Juru Bicara KPK, Budi Prasetyo, menjelaskan bahwa tim biro hukum KPK sedang mendalami dampak putusan MK terhadap jabatan-jabatan di internal KPK. Analisis ini bertujuan untuk memahami secara komprehensif bagaimana putusan tersebut akan memengaruhi struktur dan operasional KPK. ujar Budi di gedung Merah Putih KPK, Kuningan, Jakarta Selatan, Selasa (18/11/2025).
KPK selama ini didukung oleh sumber daya manusia (SDM) dari berbagai kementerian dan lembaga, termasuk Polri. Keberadaan personel dari berbagai latar belakang ini dianggap penting untuk melengkapi kompetensi yang dibutuhkan dalam pelaksanaan tugas dan fungsi pemberantasan korupsi.
Budi Prasetyo mengakui bahwa putusan MK ini akan berdampak pada kinerja KPK ke depannya. KPK membutuhkan SDM lintas lembaga tidak hanya di bidang penindakan, tetapi juga di bidang pendidikan, supervisi, kesekjenan, dan bidang-bidang lainnya.

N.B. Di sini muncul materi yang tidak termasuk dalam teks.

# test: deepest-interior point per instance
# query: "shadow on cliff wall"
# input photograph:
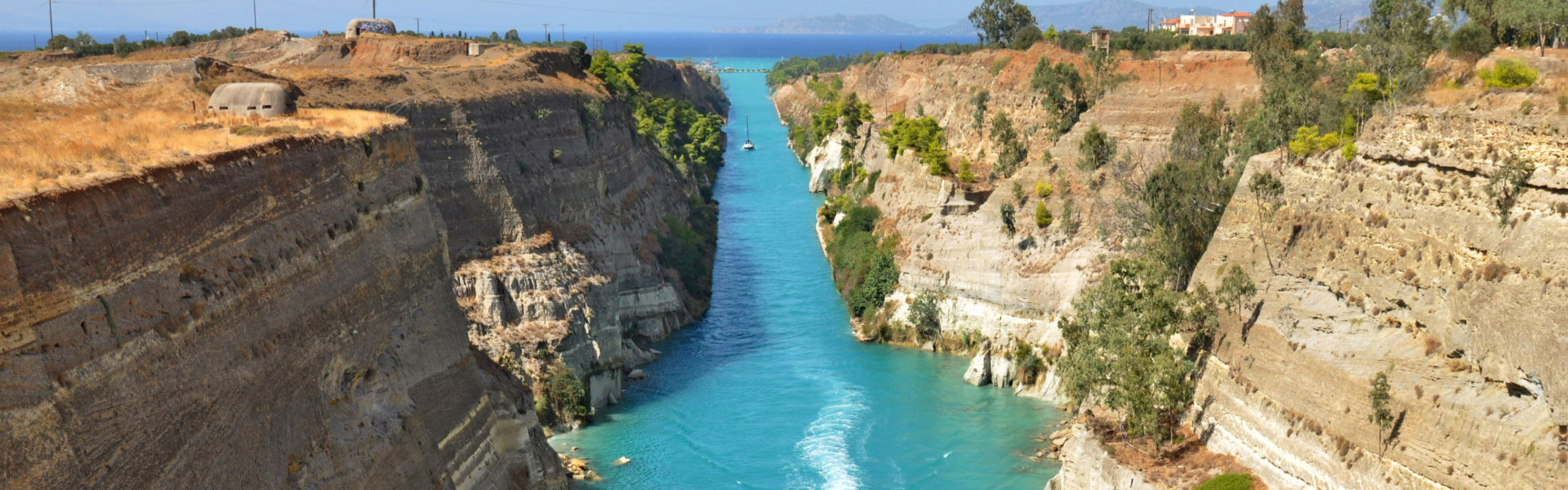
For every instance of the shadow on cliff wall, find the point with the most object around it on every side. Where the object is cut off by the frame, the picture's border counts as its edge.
(729, 332)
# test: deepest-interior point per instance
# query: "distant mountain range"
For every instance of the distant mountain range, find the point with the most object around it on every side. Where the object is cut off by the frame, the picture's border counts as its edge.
(1116, 15)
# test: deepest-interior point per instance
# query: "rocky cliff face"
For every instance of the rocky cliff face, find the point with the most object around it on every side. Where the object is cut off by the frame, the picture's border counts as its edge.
(1396, 261)
(1392, 261)
(349, 311)
(554, 204)
(278, 316)
(1000, 286)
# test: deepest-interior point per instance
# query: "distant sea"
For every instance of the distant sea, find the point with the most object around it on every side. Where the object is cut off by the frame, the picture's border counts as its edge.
(695, 46)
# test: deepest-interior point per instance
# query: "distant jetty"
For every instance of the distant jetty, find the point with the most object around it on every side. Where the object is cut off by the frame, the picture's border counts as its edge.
(707, 66)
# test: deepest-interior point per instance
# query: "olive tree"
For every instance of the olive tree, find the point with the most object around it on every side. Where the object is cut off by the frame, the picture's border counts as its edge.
(1000, 20)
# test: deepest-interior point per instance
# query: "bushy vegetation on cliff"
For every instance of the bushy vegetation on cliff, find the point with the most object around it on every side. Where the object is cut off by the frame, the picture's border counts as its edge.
(684, 136)
(924, 136)
(795, 66)
(560, 398)
(688, 245)
(1120, 350)
(862, 261)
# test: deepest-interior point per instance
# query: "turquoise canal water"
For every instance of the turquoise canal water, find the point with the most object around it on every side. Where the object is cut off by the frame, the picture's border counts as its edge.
(772, 391)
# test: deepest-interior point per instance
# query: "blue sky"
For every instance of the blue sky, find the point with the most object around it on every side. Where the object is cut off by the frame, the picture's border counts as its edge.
(482, 15)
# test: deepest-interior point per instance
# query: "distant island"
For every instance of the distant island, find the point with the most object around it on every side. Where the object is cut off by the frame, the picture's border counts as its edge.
(1114, 15)
(841, 24)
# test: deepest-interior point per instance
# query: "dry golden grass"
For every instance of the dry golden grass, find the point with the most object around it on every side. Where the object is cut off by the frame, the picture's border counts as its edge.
(126, 131)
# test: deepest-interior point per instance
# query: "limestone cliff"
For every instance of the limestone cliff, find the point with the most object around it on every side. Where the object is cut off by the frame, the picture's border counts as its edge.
(1000, 286)
(347, 311)
(532, 163)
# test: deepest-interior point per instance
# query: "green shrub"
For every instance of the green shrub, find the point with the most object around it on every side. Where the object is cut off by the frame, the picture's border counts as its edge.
(1097, 149)
(1310, 142)
(1509, 74)
(1471, 41)
(1013, 151)
(1228, 481)
(1236, 289)
(564, 396)
(1000, 65)
(1041, 216)
(1508, 184)
(1007, 219)
(924, 314)
(1068, 224)
(862, 263)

MK memutuskan bahwa polisi yang ingin menduduki jabatan di luar kepolisian (jabatan sipil) harus mengundurkan diri atau pensiun dari dinas kepolisian. Putusan ini menghapus celah yang selama ini memungkinkan polisi aktif menduduki jabatan sipil tanpa melepas status keanggotaannya.